Crude prices slumped by about 60 percent between June and February, weighed down by a glut of global supplies and concerns about stalling demand.
The slide was exacerbated in November when the Organisation of Petroleum Exporting Countries (OPEC) refused to cut production to rescue falling prices, saying it wanted to maintain its market share.
The 12-member group, which includes Iraq, Iran, the UAE and Qatar and is led by top producer Saudi Arabia, pumps around a third of the world's oil but other major producers, such as Russia, are not tied by its decisions.
Asked whether OPEC would be willing to work with non-members, Naimi pointed to the crash of 1998 when the cartel cooperated with other producers to cut output and support oil prices.
"Today, the situation is difficult.
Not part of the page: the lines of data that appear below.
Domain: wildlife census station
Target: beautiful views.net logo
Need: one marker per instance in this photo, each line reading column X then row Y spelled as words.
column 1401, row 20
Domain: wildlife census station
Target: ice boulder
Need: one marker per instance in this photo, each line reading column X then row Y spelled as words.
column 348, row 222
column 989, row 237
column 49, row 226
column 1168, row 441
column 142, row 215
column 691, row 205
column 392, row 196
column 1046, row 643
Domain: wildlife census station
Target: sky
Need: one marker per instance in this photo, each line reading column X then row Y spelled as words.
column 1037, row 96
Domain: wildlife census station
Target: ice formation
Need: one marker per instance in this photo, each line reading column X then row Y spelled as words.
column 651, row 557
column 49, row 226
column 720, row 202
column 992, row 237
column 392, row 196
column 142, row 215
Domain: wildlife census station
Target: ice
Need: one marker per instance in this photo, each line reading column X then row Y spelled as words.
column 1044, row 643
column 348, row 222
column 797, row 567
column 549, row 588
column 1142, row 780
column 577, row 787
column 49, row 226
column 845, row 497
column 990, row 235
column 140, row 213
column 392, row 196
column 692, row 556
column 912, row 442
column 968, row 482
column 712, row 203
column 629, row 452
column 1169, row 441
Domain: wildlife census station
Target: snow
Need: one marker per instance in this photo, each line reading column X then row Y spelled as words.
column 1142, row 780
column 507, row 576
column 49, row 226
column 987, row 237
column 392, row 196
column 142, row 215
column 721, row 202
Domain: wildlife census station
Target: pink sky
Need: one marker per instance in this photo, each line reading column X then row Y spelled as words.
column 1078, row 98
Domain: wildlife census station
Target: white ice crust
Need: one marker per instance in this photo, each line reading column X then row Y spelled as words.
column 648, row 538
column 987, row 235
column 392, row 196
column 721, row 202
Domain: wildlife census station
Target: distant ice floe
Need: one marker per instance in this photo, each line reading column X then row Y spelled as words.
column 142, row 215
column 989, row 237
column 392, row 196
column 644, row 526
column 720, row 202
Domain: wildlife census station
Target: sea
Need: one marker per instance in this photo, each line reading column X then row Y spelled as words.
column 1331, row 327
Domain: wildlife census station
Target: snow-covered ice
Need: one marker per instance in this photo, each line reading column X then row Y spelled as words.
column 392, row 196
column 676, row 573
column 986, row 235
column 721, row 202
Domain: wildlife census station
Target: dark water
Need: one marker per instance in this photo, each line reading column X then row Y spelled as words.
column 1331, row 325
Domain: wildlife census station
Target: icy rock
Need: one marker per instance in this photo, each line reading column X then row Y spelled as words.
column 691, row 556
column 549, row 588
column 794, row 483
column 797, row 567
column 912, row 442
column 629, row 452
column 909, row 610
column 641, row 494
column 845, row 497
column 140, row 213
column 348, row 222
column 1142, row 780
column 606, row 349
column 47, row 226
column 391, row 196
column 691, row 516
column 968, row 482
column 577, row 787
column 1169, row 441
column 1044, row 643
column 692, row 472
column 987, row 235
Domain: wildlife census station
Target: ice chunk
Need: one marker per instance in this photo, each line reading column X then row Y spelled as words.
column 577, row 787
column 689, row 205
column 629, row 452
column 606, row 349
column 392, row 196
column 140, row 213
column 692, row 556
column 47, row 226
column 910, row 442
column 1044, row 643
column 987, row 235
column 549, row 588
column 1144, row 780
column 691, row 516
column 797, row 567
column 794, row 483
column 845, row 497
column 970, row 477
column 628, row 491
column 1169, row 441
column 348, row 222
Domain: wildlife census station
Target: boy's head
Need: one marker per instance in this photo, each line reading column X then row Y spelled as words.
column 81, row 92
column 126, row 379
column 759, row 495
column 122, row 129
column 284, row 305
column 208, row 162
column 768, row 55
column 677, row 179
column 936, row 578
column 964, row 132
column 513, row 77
We tried, met with them but did not succeed because they insisted that OPEC should take the responsibility alone," said Naimi, in reference to talks with non-OPEC producers ahead of the cartel's meeting in November.
"All must contribute if we want to improve prices because it is in the interest of all," the Saudi minister said.
Naimi said the kingdom's oil production was around 10 million barrels per day and that it had the capacity to supply any new client with crude.
Saudi Arabia had no objection to new oil producers joining OPEC, he said, adding that several countries have in the past turned down invitations to become members of the cartel.
Naimi repeated on Sunday that politics played no role in the kingdom's oil policy.
Some producers such as Iran, a political regional rival of Saudi Arabia, have criticised Riyadh for its stance on maintaining steady production.
"There is no conspiracy and we tried to correct all the things that have been said but nobody listens," Naimi said.
Saudi Arabia and its Gulf partners have been criticised for allegedly using oil as a political weapon against countries within and outside OPEC.